Anyway, yes, our house was crammed to the rafters with all sorts of stuff. The attic and basement and garage and every closet, with piles of full storage containers stacked along hallways and in every corner of every room. Which to me looked ‘normal,’ and so when I had a house of my own I started down the same track. It honestly took a real effort to retrain my eyes to even seeing these things, clutter was so invisible to me. Now I glory in the beauty of my “space” but I had to learn to see ‘emptiness’ as space and openness.
Yes. I’m currently wondering where the hell the extra ink cartridges for my printer are. I have a paper due tomorrow, so they’d better show themselves soon.
I am learning the beauty of freecycling away stuff that I don’t want to just toss out, that isn’t worth donating to a charity because they really can’t do anything with it, but that turns out to be something someone else wants.
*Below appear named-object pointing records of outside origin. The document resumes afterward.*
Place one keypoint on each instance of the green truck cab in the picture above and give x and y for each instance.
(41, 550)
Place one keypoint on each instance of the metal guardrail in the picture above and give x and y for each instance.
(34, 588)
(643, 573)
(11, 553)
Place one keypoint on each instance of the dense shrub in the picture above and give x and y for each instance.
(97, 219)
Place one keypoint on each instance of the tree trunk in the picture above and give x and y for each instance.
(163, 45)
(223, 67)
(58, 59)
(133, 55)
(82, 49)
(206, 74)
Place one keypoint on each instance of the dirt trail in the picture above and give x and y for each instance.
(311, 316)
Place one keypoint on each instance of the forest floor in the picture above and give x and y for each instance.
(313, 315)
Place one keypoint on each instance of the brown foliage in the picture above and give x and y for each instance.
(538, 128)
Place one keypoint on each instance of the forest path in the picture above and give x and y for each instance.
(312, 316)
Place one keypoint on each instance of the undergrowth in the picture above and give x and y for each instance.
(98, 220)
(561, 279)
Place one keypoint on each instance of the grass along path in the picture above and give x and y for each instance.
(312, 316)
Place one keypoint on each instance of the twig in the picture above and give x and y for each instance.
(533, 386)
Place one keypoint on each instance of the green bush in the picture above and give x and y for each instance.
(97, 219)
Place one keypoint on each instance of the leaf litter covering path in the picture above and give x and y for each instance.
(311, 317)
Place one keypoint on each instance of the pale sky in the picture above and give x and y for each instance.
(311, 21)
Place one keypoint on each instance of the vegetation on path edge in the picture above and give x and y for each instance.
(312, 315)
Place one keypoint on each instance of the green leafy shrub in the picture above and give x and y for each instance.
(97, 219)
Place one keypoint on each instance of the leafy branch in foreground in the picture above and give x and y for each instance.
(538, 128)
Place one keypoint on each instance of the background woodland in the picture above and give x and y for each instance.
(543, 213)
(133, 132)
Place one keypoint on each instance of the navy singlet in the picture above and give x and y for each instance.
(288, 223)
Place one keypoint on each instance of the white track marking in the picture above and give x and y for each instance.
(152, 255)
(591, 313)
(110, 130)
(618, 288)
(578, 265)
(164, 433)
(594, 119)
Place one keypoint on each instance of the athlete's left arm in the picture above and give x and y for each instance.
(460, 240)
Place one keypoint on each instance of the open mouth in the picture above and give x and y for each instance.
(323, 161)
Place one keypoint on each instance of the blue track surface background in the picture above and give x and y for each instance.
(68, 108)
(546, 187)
Our stuff has been accumulating for years, in spite of multiple moves, because there was always Papa T.'s company paying for the move so it didn’t matter if we moved a lot of extraneous crap. But we’ve got an interstate move upcoming that will be out of our pockets, so all of a sudden we both want to get rid of everything we can.
Unfortunately, my daughter also inherited my packrat gene, and so when she moved out and left me 14 boxes of books, in spite of all my piles of books everywhere (mostly read, however – I’m very good about reading what’s on hand before buying more, strangely enough), I found myself going through her books and reserving two boxes for myself. Sigh.